Have you ever heard a group call itself a “grassroots” organization, only to find out it’s run by professional activists? While virtually every group on the professional Left cherishes the appearance of being a spontaneous, organic movement, most would be better characterized as Astroturf—cogs in a massive, well-oiled political machine—rather than grassroots.

A prime example is Fair Share (formerly Fair Share Alliance), a 501(c)(4) activist group headquartered in Boston, Massachusetts, with an office in Washington, D.C. According to the group’s website, it “stands for an America where everyone gets their fair share, does their fair share, and pays their fair share; and where everyone plays by the same rules.”

In practice, this means organizing professional activists to advance a broadly left-wing policy agenda. A glance at Fair Share’s 2015 federal tax filings, for instance, shows donations to the Democratic Party of Arkansas and the left-wing Florida Consumer Action Network.
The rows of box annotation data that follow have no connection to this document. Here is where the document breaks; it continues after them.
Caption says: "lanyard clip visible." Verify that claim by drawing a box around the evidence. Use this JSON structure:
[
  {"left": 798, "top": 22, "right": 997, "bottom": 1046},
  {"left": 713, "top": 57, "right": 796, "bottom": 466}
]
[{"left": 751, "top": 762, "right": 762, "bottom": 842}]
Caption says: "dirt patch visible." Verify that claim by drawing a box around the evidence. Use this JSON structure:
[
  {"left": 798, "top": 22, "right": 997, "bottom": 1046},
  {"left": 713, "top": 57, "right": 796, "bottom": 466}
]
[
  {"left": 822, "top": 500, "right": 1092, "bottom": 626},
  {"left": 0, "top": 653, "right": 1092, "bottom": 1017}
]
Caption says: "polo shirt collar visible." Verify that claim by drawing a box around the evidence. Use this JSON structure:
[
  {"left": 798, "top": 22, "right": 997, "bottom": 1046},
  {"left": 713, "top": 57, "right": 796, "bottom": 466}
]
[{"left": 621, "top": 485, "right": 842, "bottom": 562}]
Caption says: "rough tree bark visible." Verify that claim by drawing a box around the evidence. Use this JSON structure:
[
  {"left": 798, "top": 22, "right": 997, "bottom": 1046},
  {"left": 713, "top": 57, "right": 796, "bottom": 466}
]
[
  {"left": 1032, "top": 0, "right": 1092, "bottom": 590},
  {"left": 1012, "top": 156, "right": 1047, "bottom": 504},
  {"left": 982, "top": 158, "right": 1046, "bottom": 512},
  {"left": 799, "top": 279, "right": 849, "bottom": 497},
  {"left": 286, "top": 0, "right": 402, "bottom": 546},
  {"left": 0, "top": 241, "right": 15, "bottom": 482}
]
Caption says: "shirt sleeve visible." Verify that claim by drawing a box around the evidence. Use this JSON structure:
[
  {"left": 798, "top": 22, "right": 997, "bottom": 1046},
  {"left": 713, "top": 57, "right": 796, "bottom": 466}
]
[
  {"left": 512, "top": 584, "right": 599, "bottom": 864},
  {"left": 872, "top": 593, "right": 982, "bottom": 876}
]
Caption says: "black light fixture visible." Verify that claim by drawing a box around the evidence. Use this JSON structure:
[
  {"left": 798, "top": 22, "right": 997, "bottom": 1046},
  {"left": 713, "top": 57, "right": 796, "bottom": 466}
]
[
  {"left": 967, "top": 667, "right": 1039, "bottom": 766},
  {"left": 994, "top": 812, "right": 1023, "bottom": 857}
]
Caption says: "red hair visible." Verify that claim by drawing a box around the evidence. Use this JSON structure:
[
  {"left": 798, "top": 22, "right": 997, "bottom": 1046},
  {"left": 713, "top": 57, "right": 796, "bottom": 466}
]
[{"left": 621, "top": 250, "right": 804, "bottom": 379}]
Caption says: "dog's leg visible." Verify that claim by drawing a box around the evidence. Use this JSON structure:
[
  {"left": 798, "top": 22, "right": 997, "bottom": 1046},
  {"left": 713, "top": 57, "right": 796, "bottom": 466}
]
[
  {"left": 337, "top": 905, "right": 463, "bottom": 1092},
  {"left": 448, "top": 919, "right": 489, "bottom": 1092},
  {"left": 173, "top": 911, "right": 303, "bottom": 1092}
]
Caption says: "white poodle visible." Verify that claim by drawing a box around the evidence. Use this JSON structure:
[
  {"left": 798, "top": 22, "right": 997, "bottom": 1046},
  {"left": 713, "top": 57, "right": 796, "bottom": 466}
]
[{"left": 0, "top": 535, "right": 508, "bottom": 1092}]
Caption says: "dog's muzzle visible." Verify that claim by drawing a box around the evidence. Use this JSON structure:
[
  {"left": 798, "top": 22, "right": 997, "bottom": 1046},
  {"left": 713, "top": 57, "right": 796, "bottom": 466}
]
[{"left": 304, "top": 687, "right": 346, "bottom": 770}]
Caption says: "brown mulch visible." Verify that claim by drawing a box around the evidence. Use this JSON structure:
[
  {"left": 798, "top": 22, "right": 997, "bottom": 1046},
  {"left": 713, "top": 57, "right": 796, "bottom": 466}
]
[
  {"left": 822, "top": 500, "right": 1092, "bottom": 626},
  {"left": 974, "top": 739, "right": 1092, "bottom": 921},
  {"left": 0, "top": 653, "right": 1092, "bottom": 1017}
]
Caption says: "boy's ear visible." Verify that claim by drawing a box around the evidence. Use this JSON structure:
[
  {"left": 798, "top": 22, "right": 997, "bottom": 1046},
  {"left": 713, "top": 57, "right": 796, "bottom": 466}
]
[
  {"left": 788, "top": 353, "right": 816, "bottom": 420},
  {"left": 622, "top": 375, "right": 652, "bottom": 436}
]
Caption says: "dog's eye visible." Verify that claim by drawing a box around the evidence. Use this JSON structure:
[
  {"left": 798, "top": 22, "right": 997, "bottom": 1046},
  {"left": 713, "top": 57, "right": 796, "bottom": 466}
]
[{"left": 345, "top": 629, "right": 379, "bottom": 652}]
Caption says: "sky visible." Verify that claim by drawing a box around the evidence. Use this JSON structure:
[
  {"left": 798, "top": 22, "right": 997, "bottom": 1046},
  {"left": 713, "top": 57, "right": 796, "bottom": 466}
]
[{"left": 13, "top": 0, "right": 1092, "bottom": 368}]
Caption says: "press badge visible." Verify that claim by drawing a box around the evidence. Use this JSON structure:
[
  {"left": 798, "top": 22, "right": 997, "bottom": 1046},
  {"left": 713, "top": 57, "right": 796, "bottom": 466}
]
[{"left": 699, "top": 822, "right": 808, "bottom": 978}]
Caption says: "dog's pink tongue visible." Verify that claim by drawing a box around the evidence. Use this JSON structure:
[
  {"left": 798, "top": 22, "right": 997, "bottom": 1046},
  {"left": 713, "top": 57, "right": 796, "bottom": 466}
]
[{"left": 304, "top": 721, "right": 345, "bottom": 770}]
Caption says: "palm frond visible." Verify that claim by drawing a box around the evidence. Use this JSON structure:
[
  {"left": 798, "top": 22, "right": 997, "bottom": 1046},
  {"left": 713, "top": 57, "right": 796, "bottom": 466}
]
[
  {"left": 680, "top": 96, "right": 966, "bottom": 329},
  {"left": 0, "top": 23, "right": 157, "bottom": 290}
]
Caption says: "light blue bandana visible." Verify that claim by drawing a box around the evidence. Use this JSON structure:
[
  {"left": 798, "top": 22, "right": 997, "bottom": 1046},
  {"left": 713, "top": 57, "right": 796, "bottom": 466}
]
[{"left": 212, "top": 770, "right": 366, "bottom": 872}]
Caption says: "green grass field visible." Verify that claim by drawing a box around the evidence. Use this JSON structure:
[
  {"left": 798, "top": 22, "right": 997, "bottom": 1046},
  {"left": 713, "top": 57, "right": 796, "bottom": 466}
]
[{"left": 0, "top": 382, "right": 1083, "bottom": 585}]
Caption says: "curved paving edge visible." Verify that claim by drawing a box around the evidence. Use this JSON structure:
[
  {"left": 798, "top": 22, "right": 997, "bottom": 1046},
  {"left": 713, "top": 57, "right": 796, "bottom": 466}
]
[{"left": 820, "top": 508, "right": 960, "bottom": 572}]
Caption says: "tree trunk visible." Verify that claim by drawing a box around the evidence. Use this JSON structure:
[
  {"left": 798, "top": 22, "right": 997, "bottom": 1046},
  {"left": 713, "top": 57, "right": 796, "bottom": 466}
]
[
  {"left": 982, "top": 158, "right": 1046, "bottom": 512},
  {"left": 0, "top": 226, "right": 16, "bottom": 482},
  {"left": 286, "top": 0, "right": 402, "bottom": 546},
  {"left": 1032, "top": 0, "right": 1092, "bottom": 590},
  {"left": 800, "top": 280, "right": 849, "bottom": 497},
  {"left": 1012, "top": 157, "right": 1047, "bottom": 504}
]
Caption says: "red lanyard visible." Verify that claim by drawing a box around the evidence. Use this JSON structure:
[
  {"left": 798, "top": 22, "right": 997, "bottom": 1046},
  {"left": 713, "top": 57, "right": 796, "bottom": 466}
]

Some of Fair Share’s past campaigns have involved lobbying Congress to end the budget sequester in 2013 and pass a constitutional amendment “that would end unlimited campaign contributions and declare that corporations are not people” (a reference to the 2010 Supreme Court decision in Citizens United v. FEC)—pretty standard fare for a group on the professional Left.

A look at the financials of  Fair Share Action, the group’s political action committee, support this agenda—between 2012 and 2016, the PAC raised $12.7 million in contributions from the labor union PAC For Our Future, the American Federation of Government Employees, AFSCME, the Environmental Defense Action Fund, the League of Conservation Voters, the Democratic Party’s House Majority PAC, and the 501(c)(4) advocacy group Environment America.

But more digging reveals something odd: Fair Share’s office in Washington, D.C. shares the same address as Environment America Action Fund, the advocacy group’s super PAC. And Environment America itself has given Fair Share’s PAC, Fair Share Action, over $1.8 million since 2012, according to the Center for Responsive Politics.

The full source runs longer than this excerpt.